Anita Levy, a senior program officer in the AAUP Department of Academic Freedom, Tenure & Governance, said the UNC Board of Trustees' initial failure to offer tenure to Pulitzer Prize-winning journalist Nikole Hannah-Jones persuaded the AAUP to appoint the Special Committee on Governance and Related Issues.

She said the ideal outcome of the report would be to assess and clarify the recent actions of the UNC System's governing bodies, specifically regarding governance, academic freedom and institutional racism — especially because one of the AAUP’s main goals is the advancement of academic freedom and shared governance.

“The AAUP has followed critical events and actions over the past few years in the University of North Carolina system and at UNC-Chapel Hill with growing concern,” Levy said in a statement. “These events appear to represent an evident pattern of departures from principles of academic governance and of persistent institutional racism in the UNC system and on the part of its governing boards.“

The investigation will focus on the UNC System as a whole, but history professor Jay Smith — the vice president of the UNC-Chapel Hill chapter of the AAUP — said he thinks it is clear the University is taking center stage.

He said Hannah-Jones' tenure case is one indicator of the deep structural issues that work against people of color at UNC.

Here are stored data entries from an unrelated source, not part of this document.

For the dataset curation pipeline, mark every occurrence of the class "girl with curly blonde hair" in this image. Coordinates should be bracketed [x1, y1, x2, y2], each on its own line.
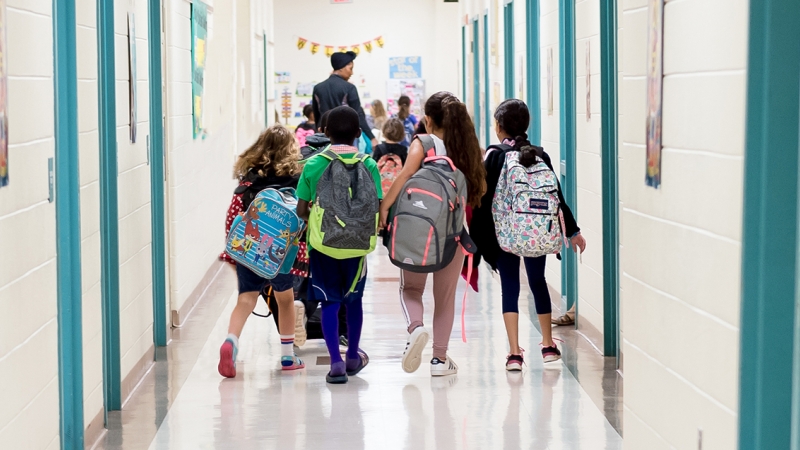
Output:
[219, 124, 307, 378]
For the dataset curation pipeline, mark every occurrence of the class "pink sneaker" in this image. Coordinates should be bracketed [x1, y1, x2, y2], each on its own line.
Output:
[218, 339, 237, 378]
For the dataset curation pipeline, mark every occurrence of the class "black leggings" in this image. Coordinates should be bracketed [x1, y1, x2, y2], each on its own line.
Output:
[496, 251, 553, 315]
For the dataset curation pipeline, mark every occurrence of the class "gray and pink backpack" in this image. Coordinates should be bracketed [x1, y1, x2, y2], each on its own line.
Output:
[386, 135, 475, 273]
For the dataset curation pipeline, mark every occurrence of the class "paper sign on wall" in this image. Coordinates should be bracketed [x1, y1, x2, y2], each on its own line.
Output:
[389, 57, 422, 80]
[191, 1, 207, 139]
[645, 0, 664, 188]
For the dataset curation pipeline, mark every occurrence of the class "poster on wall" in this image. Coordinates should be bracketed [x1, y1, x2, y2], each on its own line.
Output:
[275, 71, 291, 84]
[296, 82, 314, 97]
[547, 48, 554, 116]
[127, 12, 137, 143]
[387, 79, 425, 118]
[518, 55, 524, 100]
[0, 0, 7, 189]
[191, 1, 207, 139]
[389, 57, 422, 80]
[645, 0, 664, 188]
[586, 41, 591, 120]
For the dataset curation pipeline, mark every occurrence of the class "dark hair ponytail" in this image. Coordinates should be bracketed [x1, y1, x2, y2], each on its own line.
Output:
[494, 99, 543, 167]
[424, 91, 487, 207]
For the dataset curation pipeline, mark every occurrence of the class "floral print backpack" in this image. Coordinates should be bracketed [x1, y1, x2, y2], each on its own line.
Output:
[491, 150, 567, 258]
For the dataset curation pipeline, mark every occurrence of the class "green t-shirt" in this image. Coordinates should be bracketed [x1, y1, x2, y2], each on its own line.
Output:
[296, 150, 384, 202]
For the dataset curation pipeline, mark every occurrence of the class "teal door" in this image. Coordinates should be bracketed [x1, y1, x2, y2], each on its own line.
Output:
[483, 13, 491, 146]
[738, 0, 800, 448]
[473, 19, 481, 139]
[503, 1, 514, 99]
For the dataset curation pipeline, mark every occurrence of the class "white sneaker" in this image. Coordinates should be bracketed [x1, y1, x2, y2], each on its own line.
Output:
[402, 326, 430, 373]
[294, 301, 307, 347]
[430, 357, 458, 376]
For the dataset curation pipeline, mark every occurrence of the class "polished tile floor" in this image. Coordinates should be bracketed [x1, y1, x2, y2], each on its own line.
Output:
[116, 251, 622, 450]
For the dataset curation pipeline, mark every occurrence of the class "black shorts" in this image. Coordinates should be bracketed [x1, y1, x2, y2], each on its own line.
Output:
[236, 264, 295, 293]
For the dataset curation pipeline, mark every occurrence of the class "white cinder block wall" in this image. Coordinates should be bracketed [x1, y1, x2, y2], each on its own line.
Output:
[574, 0, 604, 336]
[273, 0, 459, 130]
[0, 1, 60, 448]
[75, 0, 103, 433]
[620, 0, 746, 448]
[165, 0, 274, 319]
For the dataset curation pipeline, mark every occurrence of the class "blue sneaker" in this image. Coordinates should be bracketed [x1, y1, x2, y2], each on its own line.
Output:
[281, 354, 305, 371]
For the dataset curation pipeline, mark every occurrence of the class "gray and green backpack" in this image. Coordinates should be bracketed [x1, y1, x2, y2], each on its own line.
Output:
[308, 149, 380, 259]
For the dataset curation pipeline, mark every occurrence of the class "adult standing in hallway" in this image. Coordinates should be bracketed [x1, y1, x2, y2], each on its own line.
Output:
[312, 51, 377, 146]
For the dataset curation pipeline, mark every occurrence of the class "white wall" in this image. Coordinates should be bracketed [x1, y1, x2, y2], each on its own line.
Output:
[0, 1, 60, 447]
[165, 0, 274, 318]
[575, 0, 604, 335]
[620, 0, 746, 448]
[273, 0, 459, 129]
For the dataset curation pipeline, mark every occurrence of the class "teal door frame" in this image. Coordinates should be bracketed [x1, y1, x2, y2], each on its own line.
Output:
[462, 25, 467, 102]
[53, 0, 85, 447]
[503, 1, 515, 99]
[599, 0, 619, 358]
[738, 0, 800, 447]
[97, 0, 121, 420]
[473, 18, 481, 139]
[526, 0, 541, 145]
[148, 0, 168, 349]
[483, 12, 491, 146]
[558, 0, 578, 313]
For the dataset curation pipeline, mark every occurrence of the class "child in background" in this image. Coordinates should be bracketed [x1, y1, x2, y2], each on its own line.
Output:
[300, 110, 331, 160]
[296, 106, 384, 384]
[372, 118, 409, 164]
[218, 125, 306, 378]
[368, 100, 389, 133]
[296, 105, 317, 147]
[394, 95, 418, 147]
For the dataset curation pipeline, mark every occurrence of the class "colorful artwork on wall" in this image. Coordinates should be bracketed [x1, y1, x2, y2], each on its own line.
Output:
[127, 12, 137, 143]
[275, 71, 291, 84]
[646, 0, 664, 188]
[191, 1, 207, 139]
[0, 0, 8, 188]
[296, 36, 386, 58]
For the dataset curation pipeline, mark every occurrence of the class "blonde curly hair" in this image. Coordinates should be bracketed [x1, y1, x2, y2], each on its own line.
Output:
[233, 124, 301, 179]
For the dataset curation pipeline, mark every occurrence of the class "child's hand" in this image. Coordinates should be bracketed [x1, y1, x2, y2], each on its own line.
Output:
[379, 207, 389, 230]
[571, 234, 586, 254]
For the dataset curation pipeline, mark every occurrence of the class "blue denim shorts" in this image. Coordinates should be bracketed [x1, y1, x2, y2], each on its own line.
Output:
[236, 264, 295, 293]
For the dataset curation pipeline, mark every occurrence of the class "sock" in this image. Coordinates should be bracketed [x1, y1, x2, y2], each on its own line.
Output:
[330, 360, 346, 377]
[280, 334, 294, 357]
[321, 301, 343, 366]
[345, 298, 364, 367]
[226, 333, 239, 349]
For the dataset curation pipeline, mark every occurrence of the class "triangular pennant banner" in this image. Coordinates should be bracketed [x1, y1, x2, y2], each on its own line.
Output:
[310, 42, 320, 55]
[351, 45, 360, 55]
[324, 46, 334, 57]
[338, 46, 348, 53]
[375, 36, 385, 48]
[297, 37, 307, 50]
[363, 41, 373, 53]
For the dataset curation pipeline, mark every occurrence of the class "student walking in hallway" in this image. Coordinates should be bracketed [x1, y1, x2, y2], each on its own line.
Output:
[218, 125, 306, 377]
[380, 92, 487, 377]
[470, 99, 586, 370]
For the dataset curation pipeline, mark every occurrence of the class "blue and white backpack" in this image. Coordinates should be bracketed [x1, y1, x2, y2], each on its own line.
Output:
[491, 149, 566, 258]
[225, 188, 304, 279]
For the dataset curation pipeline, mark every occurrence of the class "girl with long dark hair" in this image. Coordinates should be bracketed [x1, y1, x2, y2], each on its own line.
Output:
[380, 92, 487, 376]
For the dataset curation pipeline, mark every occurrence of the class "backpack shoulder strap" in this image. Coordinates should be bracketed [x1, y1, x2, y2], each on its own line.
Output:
[487, 143, 514, 153]
[355, 153, 369, 162]
[415, 134, 437, 158]
[319, 148, 340, 161]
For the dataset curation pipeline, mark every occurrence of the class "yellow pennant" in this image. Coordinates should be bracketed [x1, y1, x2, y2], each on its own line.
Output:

“It was such an obvious violation of standard academic protocols,” Smith said. “Tenure decisions are made by the faculty and endorsed by the provost, and typically rubber stamped by the Board of Trustees. Boards of Trustees have no expertise, no bearing, to make a decision on something like this.”

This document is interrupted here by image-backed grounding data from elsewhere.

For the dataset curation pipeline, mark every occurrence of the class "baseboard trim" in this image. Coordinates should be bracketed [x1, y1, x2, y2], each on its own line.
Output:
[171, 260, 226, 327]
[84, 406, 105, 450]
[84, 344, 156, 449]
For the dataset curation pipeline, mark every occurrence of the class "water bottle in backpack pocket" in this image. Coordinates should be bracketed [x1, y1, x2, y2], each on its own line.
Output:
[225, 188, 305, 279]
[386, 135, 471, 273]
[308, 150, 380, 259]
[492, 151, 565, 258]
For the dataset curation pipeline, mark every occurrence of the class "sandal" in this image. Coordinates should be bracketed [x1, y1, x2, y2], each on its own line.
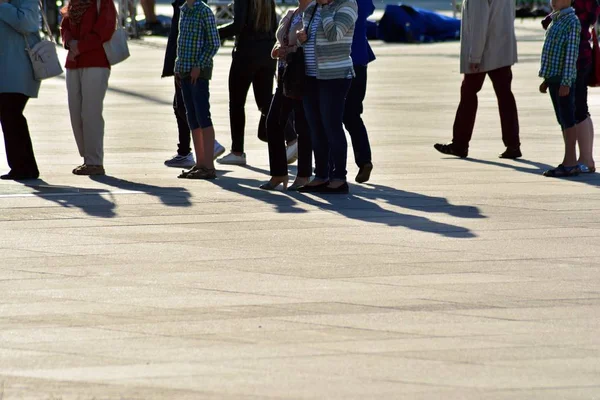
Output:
[183, 167, 216, 180]
[543, 164, 580, 177]
[578, 163, 596, 174]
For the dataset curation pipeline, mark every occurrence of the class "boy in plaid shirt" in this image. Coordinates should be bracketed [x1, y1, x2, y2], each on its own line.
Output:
[175, 0, 220, 179]
[539, 0, 581, 177]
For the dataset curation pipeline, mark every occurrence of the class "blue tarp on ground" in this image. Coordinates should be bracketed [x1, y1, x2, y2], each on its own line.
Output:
[377, 4, 461, 43]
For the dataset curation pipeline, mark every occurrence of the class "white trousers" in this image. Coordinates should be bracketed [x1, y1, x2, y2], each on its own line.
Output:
[66, 68, 110, 166]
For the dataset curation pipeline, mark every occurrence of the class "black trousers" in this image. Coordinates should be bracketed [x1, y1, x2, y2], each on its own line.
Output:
[0, 93, 39, 176]
[173, 79, 192, 156]
[266, 87, 312, 177]
[228, 47, 276, 153]
[343, 64, 372, 168]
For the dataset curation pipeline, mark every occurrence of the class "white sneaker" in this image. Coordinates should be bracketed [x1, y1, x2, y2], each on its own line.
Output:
[213, 141, 226, 160]
[164, 152, 195, 168]
[217, 152, 246, 165]
[286, 141, 298, 164]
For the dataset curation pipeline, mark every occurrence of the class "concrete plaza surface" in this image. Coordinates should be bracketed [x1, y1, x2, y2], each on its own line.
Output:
[1, 19, 600, 399]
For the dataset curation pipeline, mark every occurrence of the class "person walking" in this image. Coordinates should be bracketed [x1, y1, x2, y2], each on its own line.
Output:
[162, 0, 224, 169]
[0, 0, 42, 180]
[259, 0, 313, 191]
[61, 0, 117, 176]
[344, 0, 375, 183]
[297, 0, 357, 194]
[434, 0, 522, 159]
[216, 0, 277, 166]
[175, 0, 221, 179]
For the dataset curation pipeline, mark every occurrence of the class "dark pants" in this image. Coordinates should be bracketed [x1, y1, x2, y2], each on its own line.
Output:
[303, 77, 352, 181]
[174, 79, 192, 156]
[228, 48, 276, 153]
[0, 93, 39, 176]
[266, 87, 312, 177]
[452, 66, 520, 151]
[343, 64, 372, 168]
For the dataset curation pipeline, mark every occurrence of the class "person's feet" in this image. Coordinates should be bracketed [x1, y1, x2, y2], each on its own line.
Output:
[355, 162, 373, 183]
[259, 176, 288, 191]
[72, 164, 105, 176]
[213, 141, 226, 160]
[288, 177, 310, 191]
[217, 152, 246, 166]
[434, 143, 468, 158]
[499, 147, 522, 159]
[178, 166, 216, 180]
[0, 170, 39, 180]
[543, 164, 580, 177]
[165, 152, 195, 168]
[297, 178, 329, 193]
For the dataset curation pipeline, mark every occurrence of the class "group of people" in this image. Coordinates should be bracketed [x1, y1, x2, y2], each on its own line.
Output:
[435, 0, 598, 178]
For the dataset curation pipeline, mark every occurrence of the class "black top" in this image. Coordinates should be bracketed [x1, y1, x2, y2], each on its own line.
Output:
[161, 0, 186, 78]
[218, 0, 277, 46]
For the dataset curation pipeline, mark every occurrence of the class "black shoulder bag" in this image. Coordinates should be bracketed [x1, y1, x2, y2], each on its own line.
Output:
[282, 5, 317, 100]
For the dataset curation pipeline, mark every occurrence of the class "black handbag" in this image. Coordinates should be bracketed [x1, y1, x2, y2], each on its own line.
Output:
[282, 6, 317, 99]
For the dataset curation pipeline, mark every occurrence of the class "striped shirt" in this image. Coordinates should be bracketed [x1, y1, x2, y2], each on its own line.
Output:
[175, 0, 220, 77]
[301, 0, 357, 80]
[304, 7, 320, 77]
[539, 7, 581, 86]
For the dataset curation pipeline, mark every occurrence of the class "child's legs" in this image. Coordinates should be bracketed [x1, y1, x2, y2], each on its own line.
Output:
[574, 65, 595, 167]
[192, 79, 215, 169]
[548, 83, 577, 166]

The other focus of the investigation is the Republican-controlled state legislature's effect on the Board of Governors, Boards of Trustees and the obstruction of faculty participation, according to AAUP's Sept. 29 press release.

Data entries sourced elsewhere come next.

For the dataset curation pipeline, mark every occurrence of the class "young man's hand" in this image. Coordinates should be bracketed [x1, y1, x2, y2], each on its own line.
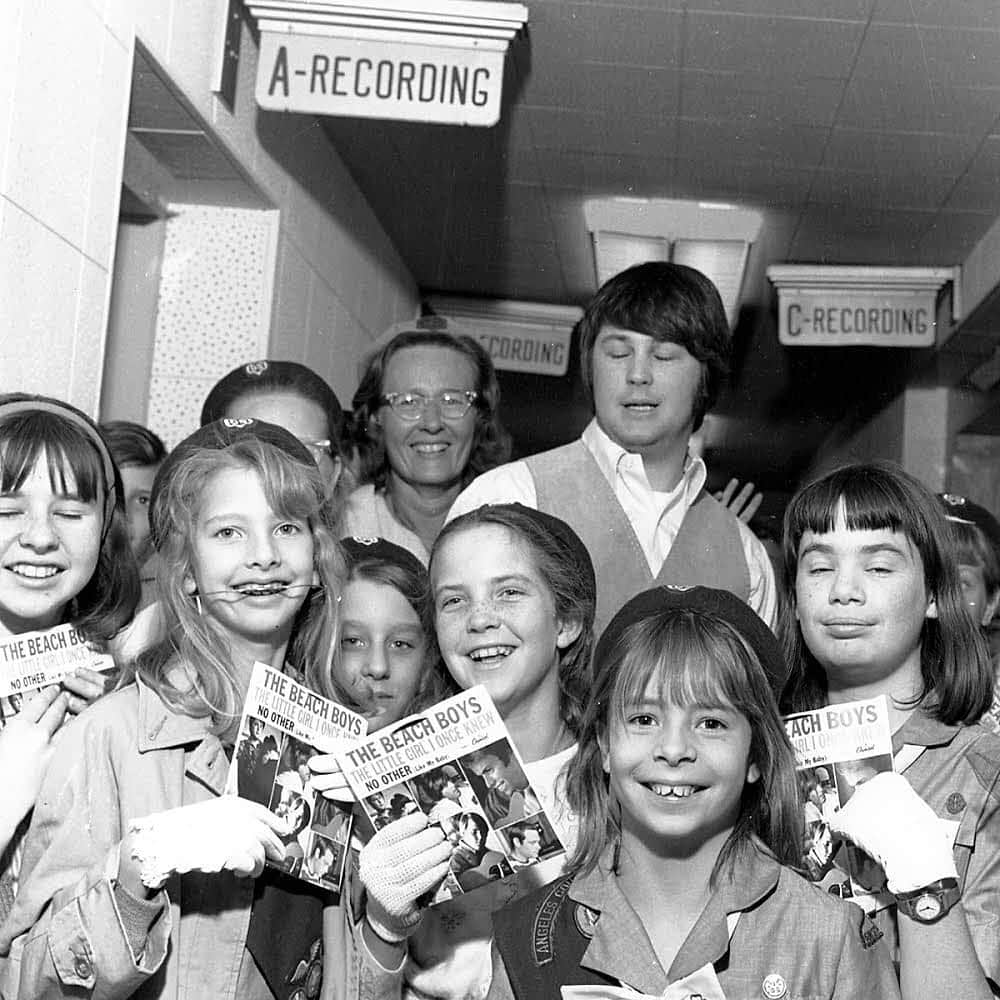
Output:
[714, 477, 763, 524]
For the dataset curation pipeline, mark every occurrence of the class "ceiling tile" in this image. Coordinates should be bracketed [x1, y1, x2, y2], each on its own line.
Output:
[871, 0, 1000, 30]
[684, 11, 865, 78]
[521, 63, 680, 117]
[808, 167, 956, 210]
[676, 118, 829, 166]
[687, 0, 873, 18]
[672, 159, 816, 207]
[527, 3, 684, 68]
[681, 71, 844, 127]
[822, 128, 982, 175]
[854, 24, 1000, 88]
[942, 137, 1000, 211]
[916, 212, 998, 261]
[788, 206, 936, 263]
[837, 77, 1000, 135]
[526, 107, 678, 158]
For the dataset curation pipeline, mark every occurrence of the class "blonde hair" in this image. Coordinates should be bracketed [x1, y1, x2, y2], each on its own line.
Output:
[138, 438, 346, 737]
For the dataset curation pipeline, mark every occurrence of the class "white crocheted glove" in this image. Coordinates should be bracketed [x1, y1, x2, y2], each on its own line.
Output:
[127, 797, 286, 889]
[828, 771, 957, 894]
[358, 812, 453, 943]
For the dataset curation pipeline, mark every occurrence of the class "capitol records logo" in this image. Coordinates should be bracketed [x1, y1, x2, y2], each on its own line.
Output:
[244, 360, 269, 376]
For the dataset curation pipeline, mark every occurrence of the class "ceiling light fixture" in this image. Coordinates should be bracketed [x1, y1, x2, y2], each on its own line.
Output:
[584, 198, 763, 327]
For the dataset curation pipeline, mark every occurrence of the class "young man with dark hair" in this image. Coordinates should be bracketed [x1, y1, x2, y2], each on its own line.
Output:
[449, 261, 775, 633]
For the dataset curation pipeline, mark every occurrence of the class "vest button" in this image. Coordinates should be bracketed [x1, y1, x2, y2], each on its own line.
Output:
[762, 972, 787, 999]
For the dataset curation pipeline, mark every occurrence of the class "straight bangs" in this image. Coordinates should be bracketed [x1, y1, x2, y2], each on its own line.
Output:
[0, 413, 106, 506]
[611, 612, 764, 729]
[568, 607, 803, 878]
[782, 462, 992, 725]
[783, 464, 940, 587]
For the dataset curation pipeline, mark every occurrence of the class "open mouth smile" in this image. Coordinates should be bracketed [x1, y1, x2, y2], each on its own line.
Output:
[232, 581, 290, 597]
[468, 645, 514, 663]
[7, 563, 61, 580]
[646, 782, 701, 799]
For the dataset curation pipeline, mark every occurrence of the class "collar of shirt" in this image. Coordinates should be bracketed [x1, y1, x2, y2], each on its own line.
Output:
[568, 842, 780, 992]
[891, 706, 961, 754]
[137, 677, 228, 792]
[581, 419, 706, 573]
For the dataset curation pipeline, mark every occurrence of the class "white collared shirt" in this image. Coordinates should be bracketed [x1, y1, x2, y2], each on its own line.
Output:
[448, 419, 777, 627]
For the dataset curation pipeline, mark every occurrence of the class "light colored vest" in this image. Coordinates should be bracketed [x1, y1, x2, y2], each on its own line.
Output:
[525, 441, 751, 636]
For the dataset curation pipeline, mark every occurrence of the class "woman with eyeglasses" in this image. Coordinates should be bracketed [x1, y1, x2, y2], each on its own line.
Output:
[345, 327, 512, 562]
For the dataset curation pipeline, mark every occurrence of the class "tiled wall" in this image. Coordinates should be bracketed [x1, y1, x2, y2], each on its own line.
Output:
[1, 0, 418, 416]
[0, 0, 133, 411]
[131, 0, 419, 415]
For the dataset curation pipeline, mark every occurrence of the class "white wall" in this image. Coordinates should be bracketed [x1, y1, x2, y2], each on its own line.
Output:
[130, 0, 419, 410]
[1, 0, 418, 415]
[0, 0, 133, 412]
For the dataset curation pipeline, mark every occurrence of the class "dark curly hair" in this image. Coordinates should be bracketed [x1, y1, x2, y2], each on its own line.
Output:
[351, 330, 511, 489]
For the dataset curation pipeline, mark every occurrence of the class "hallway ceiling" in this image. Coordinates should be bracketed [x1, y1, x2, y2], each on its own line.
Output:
[319, 0, 1000, 497]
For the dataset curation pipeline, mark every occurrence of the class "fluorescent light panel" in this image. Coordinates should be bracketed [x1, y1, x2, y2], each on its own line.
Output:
[585, 198, 763, 328]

UNC history professor Jay Smith stands in his office for a portrait on Oct. 26.


Appalachian State University professor Michael C. Behrent, the president of the North Carolina conference of the AAUP, said it should be a cause for concern that every member of all System Boards of Trustees and the Board of Governors is directly or indirectly chosen by the North Carolina legislature.

“I would argue that the reason why you have a dysfunctional, but at least more or less good system of higher education in this country, is because of the fact that professorial appointments can't be made by the arbitrary will of politicians or university administrators,” Behrent said. “And Chapel Hill just kind of — their Board just went headlong into that sort of territory of arbitrary choice, arbitrary decisions about tenure.” 

UNC communications professor Michael Palm, president of the UNC-Chapel Hill chapter of the AAUP, said he can’t think of another university that is more deserving of this type of investigation. 

“Part of our responsibility as local chapters is to kind of keep the national office abreast of what's happening on our campus and in our state,” Palm said. “So our chapter has been pretty active in  — at the very least — documenting our opposition to some of the examples cited in the press release for the investigation.”

The committee will arrange virtual interviews with chief administrative officers, governing board members, trustees, professors and other members of the faculty and administration to conduct the investigation, Levy said.

The committee does not include representatives from UNC-Chapel Hill or any other UNC-System school. 

UNC Media Relations referred comment on the AAUP investigation to the UNC System Office. The UNC System Office did not respond to multiple requests for comment.

“The investigation can’t make the UNC-System administrators do anything,” Palm said. “But it can be illuminating, and it can help us garner public awareness and public support, and it can help us fight for the changes that we want to see on our campus.”

The committee leading the investigation plans to release its report in early 2022.